ARMADA

Reliable Conversational Domain-specific Data Exploration and Analysis

The rapid adoption of LLMs has outpaced the development of techniques for evaluating their output quality. This oversight is crucial because LLMs have been shown to be prone to producing what is known as “hallucination” output, namely plausible responses that nonetheless are factually incorrect or inconsistent with the user intent. Therefore, relying on LLM output without proper assessment may have severe consequences.

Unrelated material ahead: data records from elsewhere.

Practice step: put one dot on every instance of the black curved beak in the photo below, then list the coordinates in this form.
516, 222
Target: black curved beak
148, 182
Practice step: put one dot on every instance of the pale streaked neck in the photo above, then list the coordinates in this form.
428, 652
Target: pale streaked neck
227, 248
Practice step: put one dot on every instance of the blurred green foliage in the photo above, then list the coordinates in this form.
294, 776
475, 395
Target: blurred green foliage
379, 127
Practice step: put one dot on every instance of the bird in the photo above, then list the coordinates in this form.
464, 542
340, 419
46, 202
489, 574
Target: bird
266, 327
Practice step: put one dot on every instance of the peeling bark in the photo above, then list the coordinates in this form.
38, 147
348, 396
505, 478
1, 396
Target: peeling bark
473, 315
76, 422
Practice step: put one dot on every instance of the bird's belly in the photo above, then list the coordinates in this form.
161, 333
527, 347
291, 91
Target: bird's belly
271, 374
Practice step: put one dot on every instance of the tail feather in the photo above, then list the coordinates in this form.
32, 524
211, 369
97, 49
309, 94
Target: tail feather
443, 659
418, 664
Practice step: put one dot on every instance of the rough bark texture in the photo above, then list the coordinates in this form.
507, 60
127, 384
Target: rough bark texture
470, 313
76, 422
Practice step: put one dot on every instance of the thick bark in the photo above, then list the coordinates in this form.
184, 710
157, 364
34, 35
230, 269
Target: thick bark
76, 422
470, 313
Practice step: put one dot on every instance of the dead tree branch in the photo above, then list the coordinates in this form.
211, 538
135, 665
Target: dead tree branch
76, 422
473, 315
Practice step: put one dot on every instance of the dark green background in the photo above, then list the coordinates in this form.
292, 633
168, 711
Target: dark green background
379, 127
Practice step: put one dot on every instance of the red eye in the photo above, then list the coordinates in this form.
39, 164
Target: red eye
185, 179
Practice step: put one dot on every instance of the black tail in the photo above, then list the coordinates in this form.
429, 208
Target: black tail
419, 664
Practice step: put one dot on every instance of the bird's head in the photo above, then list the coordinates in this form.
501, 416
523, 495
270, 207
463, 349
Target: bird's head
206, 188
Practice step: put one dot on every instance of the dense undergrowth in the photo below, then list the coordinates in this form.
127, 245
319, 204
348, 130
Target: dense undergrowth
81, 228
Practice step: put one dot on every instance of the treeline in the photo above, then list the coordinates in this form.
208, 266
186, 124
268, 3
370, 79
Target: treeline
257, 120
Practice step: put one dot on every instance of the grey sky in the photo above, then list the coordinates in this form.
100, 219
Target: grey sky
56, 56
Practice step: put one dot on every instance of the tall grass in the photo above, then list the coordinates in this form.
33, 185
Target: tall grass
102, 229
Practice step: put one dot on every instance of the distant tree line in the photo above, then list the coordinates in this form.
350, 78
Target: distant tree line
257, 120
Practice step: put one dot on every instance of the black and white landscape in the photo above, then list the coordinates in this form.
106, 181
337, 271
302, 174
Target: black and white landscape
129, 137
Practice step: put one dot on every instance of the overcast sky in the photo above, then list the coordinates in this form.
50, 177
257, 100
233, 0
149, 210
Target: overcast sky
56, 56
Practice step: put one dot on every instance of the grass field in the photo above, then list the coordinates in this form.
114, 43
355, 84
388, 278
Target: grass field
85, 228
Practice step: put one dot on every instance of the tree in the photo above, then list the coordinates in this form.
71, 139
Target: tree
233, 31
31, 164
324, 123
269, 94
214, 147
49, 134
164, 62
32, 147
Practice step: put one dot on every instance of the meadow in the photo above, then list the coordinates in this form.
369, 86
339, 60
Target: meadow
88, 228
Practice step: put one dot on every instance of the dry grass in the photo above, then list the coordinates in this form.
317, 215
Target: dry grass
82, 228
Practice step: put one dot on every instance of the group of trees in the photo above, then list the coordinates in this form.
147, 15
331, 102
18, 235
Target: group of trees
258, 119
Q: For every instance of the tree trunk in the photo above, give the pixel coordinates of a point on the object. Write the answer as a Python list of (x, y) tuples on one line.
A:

The ARMADA – Reliable Conversational Domain-Specific Data Exploration and Analysis – doctoral network aims at training 15 versatile and interconnected Early Stage Researchers (ESRs) to specialize in the overarching area of Conversational Artificial Intelligence (Conversational AI) and the challenges associated to the recent advances in developing Large Language Models (LLMs). These specialists will acquire unique knowledge and skills in Artificial Intelligence, Natural Language Processing, Machine Learning, Data Management, and Algorithms Design to improve the reliability of LLMs. A reliable LLM will produce timely, consistent, and verifiable answers, and provide guidance to the user. This program tackles the crucial EU needs for regulating AI by offering to train experts in the area of Conversational AI that will potentially advise EU bodies on technical matters related to the adoption of these technologies in critical disciplines, such as medicine, education, and business intelligence.